Critical illness insurance

This type of insurance is often sold through financial advisers and some mortgage brokers though you can also go direct to an insurer or comparison site. It will give you a payment if you suffer from a significant health challenge or illness specified in the policy. So, for example, most types of cancer if they reach a level of severity are covered, as are most heart attacks, strokes, multiple sclerosis (and many rarer named conditions) will lead to your receiving a payout under your critical illness policy. It can also be attached to a mortgage partly on the assumption you may well see significant disruption to your financial life, if you have one of these illnesses. Critical Illness cover may be recommended as part of a broader financial plan, generally provided when an adviser considers all sorts of matters about your financial life.

The best policies come with all sorts of support including for example telephone-based nursing advice, mental health support and more.

Income protection

Income protection has been viewed as less popular among all these different product types, despite its obvious benefits. It will pay you an income if you cannot work due to illness or accident. We would stress that most income protection does not generally cover redundancy, which you might need to seek as a separate policy covering redundancy or part of a shorter-term policy sometimes called Accident, Sickness and Unemployment insurance.

Income protection has become much more popular in recent years – sales rose 18% in 2024. That may show a shift in sentiment among the population, but the important thing is whether it suits you.

In detail, it will cover you for a wide range of illnesses and injuries, including musculoskeletal problems, mental health conditions, and serious illnesses. 

 It will also provide you with rehabilitative services to help get you back to work.

Generally, income protection is designed to start to pay out after a certain period of time – this generally ranges from 4, 8, 13, 26, or 52 weeks. You might want to think about what financial resources you have and then what that means for the policy you take out.

For example, there are set periods for which health care workers and teachers receive sickness benefits and some income protection policies are specifically designed for these occupations and to kick in after these periods.

You should be paid perhaps half or two-thirds of what you earn before tax, but the income generally will be tax free. You may lose some benefits while you are being paid from the policy.

Some policies last for a year or two, some all the way up to retirement – and they are significantly more expensive.
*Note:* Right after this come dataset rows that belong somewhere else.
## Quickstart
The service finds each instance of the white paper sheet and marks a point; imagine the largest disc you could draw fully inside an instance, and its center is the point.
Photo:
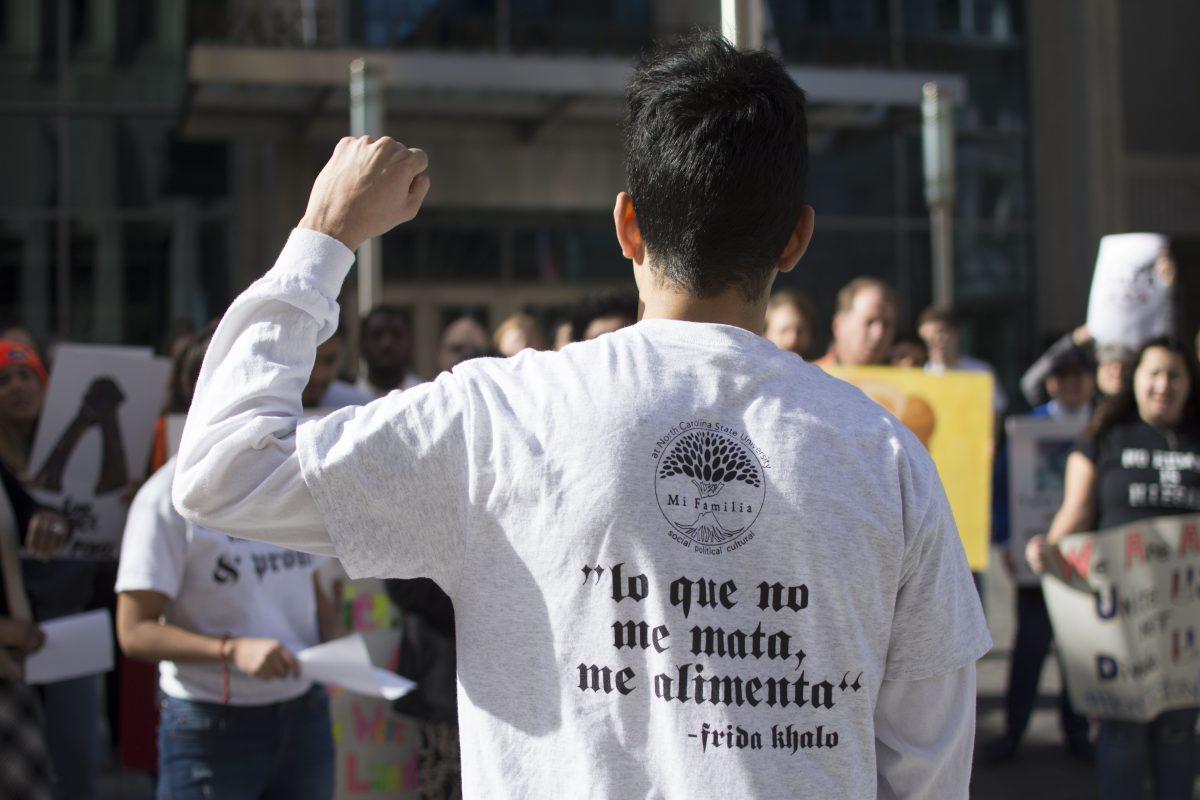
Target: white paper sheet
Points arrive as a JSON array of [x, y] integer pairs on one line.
[[76, 645], [1128, 304], [347, 663]]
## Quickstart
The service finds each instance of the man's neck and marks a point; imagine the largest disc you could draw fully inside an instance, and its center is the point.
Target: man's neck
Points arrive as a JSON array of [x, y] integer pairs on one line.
[[727, 308]]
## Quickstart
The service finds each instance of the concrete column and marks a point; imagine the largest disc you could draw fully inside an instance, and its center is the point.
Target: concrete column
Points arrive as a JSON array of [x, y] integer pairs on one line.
[[108, 294], [35, 277]]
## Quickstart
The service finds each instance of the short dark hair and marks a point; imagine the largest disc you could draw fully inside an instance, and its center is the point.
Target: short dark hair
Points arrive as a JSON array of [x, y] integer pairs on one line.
[[397, 312], [1122, 407], [717, 157]]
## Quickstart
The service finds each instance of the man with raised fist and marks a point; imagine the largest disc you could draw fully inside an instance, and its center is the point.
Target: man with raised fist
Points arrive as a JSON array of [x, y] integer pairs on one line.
[[683, 561]]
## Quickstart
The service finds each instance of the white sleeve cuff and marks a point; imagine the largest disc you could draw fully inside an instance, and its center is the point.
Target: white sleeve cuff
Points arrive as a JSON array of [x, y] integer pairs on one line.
[[317, 259]]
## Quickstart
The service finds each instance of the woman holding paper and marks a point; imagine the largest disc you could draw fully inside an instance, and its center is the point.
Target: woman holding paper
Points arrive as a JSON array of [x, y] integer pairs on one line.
[[1138, 459], [225, 619], [27, 768]]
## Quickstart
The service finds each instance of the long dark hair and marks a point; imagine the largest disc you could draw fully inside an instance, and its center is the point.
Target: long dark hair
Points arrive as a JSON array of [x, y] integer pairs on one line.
[[1122, 407]]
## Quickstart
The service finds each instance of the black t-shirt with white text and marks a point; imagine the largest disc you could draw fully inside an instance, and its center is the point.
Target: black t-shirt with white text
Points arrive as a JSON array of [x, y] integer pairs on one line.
[[1144, 471]]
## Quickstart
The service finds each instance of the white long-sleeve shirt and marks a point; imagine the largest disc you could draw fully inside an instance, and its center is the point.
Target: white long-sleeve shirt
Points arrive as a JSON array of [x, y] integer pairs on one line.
[[682, 563]]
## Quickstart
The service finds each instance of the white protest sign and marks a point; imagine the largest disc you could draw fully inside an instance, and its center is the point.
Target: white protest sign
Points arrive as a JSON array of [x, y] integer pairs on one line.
[[347, 663], [1129, 302], [1125, 603], [1037, 461], [76, 645], [94, 439]]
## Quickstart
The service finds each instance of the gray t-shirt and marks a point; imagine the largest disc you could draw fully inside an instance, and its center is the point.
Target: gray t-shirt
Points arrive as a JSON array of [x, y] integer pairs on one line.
[[682, 560]]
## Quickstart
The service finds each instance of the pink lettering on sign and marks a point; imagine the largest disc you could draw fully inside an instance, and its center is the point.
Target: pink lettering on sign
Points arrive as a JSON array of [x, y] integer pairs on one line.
[[1077, 563], [375, 777], [1135, 548], [376, 723]]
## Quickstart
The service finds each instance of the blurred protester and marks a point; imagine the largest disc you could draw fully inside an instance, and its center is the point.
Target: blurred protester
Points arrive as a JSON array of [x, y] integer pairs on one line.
[[27, 338], [385, 344], [22, 391], [1158, 411], [460, 340], [563, 335], [604, 313], [178, 337], [324, 390], [909, 352], [1071, 385], [1114, 365], [25, 770], [863, 325], [225, 618], [55, 588], [939, 328], [791, 322], [516, 334], [1111, 366]]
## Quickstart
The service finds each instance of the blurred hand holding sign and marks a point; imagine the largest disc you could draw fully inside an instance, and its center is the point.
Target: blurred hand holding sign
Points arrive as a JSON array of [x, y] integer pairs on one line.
[[952, 415], [94, 438], [1131, 299], [1125, 603], [1037, 463]]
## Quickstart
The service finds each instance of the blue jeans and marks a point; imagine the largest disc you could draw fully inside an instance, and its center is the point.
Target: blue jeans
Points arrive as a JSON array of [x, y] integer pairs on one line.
[[246, 752], [1167, 743]]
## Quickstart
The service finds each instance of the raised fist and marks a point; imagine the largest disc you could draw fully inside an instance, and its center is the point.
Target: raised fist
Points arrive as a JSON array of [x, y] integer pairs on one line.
[[367, 188]]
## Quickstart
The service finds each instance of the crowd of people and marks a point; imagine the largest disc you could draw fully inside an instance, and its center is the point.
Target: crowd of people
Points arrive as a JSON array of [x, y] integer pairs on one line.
[[228, 642], [223, 617]]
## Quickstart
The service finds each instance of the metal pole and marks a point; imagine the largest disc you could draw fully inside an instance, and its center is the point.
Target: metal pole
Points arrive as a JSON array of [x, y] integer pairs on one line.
[[61, 223], [937, 140], [367, 118], [742, 23]]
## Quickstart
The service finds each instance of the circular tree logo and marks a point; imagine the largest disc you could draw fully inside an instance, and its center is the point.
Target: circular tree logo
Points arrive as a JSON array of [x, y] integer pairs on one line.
[[709, 486]]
It also helps to check what requirements may be in terms of your ability to work in other occupations.

Generally, the more generous a policy is in terms of when you can claim and paying earlier, the higher the premium.

It is also important to understand how an insurer calculates when and for how long you are entitled to a payment.

Some policies, like those with an “own occupation” definition, will pay out if you are unable to perform the duties of your current job due to illness or injury. Other policies may have broader definitions, such as “suited occupation” or “any occupation,” which may require you to be unable to perform other jobs that you are suited for or any job at all, respectively, before a claim is paid. It is important to check what is covered in the policy you buy, perhaps along with an adviser.